Bay Area refinieries must drastically cut emissions by 2026

A view of a Chevron refinery on March 3, 2015 in Richmond, California.
A view of a Chevron refinery on March 3, 2015 in Richmond, California. Photo credit Justin Sullivan/Getty Images

Bay Area air quality regulators will require local refineries to take additional steps to drastically cut air pollution over the next five years.

The Bay Area Air Quality Management District's Board of Directors voted on Wednesday to require four refineries in the region to reduce particulate matter emissions from the production of crude oil into fuels. The board said the companies can comply with amended rules by installing wet gas scrubbers to control emissions.

Chevron’s Richmond refinery and PBF Energy's Martinez refinery will have to comply with the new emissions standard within five years. The Valero Benicia refinery already has a wet scrubber, and the inactive Marathon Martinez could install one if operations resumed.

Of the million people most affected by air pollution in Richmond, the Air District said mortality increases by 11.6 per year. The Air District said it’s an increase of 6.3 deaths per year in Martinez.

"Today’s vote by the Air District Board of Directors is a victory for every Bay Area resident, particularly those living in communities surrounding refineries as well as the refinery workers regularly exposed to harmful particulate pollution," Santa Clara County Supervisor Cindy Chavez, chair of the Board of Directors, said in a statement Wednesday.

"We are committed to protecting the health of both refinery workers and neighbors and look forward to implementing this landmark protective rule with Chevron and PBF."
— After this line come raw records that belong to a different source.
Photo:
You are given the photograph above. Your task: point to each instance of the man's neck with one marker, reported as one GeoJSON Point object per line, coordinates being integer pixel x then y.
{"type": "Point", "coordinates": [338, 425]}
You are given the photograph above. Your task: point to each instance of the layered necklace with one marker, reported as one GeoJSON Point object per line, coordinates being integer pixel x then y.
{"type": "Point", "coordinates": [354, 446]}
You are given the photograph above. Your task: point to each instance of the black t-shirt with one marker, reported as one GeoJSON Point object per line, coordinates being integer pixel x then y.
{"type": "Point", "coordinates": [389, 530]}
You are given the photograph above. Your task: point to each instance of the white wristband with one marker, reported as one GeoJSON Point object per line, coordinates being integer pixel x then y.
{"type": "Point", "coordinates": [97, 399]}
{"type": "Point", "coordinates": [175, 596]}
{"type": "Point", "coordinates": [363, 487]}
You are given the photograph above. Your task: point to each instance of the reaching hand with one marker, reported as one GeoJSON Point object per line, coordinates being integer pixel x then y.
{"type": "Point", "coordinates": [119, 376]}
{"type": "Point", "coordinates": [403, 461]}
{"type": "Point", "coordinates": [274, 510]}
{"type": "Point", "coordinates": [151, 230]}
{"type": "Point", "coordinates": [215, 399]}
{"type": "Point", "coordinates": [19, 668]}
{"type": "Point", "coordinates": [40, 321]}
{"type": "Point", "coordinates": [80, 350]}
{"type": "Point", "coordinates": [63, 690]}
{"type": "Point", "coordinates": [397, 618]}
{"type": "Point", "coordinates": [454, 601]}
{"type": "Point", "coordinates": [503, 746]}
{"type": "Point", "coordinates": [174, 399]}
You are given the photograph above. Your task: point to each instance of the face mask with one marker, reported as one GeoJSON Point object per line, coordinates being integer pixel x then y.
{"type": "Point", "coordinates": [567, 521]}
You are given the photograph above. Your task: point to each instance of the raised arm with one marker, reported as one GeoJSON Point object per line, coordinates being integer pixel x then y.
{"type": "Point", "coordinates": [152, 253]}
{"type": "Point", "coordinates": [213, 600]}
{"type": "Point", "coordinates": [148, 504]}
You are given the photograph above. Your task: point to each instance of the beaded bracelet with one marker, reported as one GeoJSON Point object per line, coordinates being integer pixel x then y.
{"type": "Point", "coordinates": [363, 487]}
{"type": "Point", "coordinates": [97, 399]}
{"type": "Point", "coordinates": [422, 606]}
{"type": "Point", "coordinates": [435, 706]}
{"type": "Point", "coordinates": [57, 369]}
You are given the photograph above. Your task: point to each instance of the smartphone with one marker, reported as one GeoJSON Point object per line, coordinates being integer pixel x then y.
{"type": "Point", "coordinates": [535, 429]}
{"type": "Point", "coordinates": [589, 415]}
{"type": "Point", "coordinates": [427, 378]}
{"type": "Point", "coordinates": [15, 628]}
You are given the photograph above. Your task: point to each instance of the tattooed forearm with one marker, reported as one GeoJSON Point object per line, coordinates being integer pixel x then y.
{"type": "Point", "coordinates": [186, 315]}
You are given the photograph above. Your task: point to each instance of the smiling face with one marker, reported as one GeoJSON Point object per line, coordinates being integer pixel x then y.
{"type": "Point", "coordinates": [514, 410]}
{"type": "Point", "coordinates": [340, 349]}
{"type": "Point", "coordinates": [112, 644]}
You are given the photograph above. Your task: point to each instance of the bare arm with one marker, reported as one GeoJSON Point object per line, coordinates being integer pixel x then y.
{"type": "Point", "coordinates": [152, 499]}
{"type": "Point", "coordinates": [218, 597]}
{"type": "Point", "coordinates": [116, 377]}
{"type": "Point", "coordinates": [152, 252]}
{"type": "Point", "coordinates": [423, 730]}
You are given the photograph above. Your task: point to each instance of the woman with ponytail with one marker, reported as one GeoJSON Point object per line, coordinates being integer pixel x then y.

Based on 2019 financial data, Air District staff determined the cost of compliance would be 13.7% of Chevron Richmond’s net income and 22.3% of net income at PBF Energy Martinez. In order to reduce cost impacts below 10%, the companies could reduce the equivalent of 62 jobs at the former plant and 128 at the latter in labor costs.

District staff also identified a $0.02 per gallon increase in the cost of gasoline as a potential adjustment for both Chevron and PBF Energy.

A Chevron representative emailed the Air District on Tuesday, claiming in a public comment that "stakeholders' voices" had been "drowned out by groups providing misinformation and pushing for action" that was "inconsistent" with other air districts in the state and the Bay Area district’s "own practices." In a release Wednesday, PBF Energy signaled it would not install a wet gas scrubber but instead will rely on "previously planned projects."